Suppose a rumor is going around a group of 191 people. Initially, only 38 members of the group have heard the rumor, but 3 days later 68 people have heard it. Using a logistic growth model, how many people are expected to have heard the rumor after 6 days total have passed since it was initially spread? (Round your answer to the nearest whole person.)

Answer 1

106 people.

Explanation:

Logistic equation:

The logistic equation is given by:

`P(t) = (K)/(1+Ae^(-kt))`

In which

`A = (K - P_0)/(P_0)`

K is the carrying capacity, k is the growth/decay rate, t is the time and P_0 is the initial value.

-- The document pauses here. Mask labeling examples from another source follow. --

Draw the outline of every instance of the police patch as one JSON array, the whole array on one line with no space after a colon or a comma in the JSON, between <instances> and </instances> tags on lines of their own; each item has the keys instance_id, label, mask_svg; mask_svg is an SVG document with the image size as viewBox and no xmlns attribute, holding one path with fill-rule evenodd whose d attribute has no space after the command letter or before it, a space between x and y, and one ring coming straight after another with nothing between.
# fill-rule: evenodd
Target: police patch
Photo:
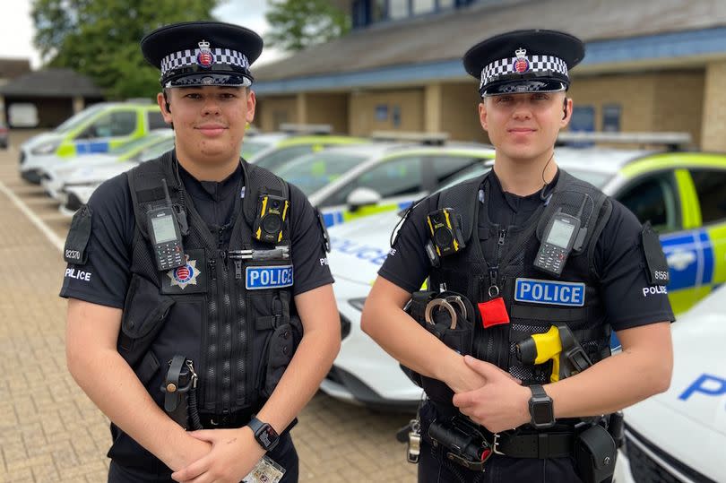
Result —
<instances>
[{"instance_id":1,"label":"police patch","mask_svg":"<svg viewBox=\"0 0 726 483\"><path fill-rule=\"evenodd\" d=\"M532 304L583 306L585 285L582 282L517 279L514 300Z\"/></svg>"},{"instance_id":2,"label":"police patch","mask_svg":"<svg viewBox=\"0 0 726 483\"><path fill-rule=\"evenodd\" d=\"M247 290L292 287L292 265L247 267L245 287Z\"/></svg>"},{"instance_id":3,"label":"police patch","mask_svg":"<svg viewBox=\"0 0 726 483\"><path fill-rule=\"evenodd\" d=\"M171 280L171 286L177 286L182 290L187 285L196 285L196 278L200 273L199 269L196 268L196 260L189 260L188 254L185 256L186 257L186 265L167 272L167 276Z\"/></svg>"}]
</instances>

Suppose a rumor is going around a group of 191 people. Initially, only 38 members of the group have heard the rumor.

This means that
`K = 191, P_0 = 38`, so:

`A = (191 - 38)/(38) = 4.03`

Then

`P(t) = (191)/(1+4.03e^(-kt))`

3 days later 68 people have heard it.

This means that
`P(3) = 68`. We use this to find k.

`P(t) = (191)/(1+4.03e^(-kt))`

`68 = (191)/(1+4.03e^(-3k))`

`68 + 274.04e^(-3k) = 191`

`e^(-3k) = (191-68)/(274.04)`

`e^(-3k) = 0.4484`

`\ln{e^(-3k)} = ln(0.4484)`

`-3k = ln(0.4484)`

`k = -(ln(0.4484))/(3)`

`k = 0.2674`

Then

`P(t) = (191)/(1+4.03e^(-0.2674t))`

How many people are expected to have heard the rumor after 6 days total have passed since it was initially spread?

This is P(6). So

`P(6) = (191)/(1+4.03e^(-0.2674*6)) = 105.52`

Rounding to the nearest whole number, 106 people.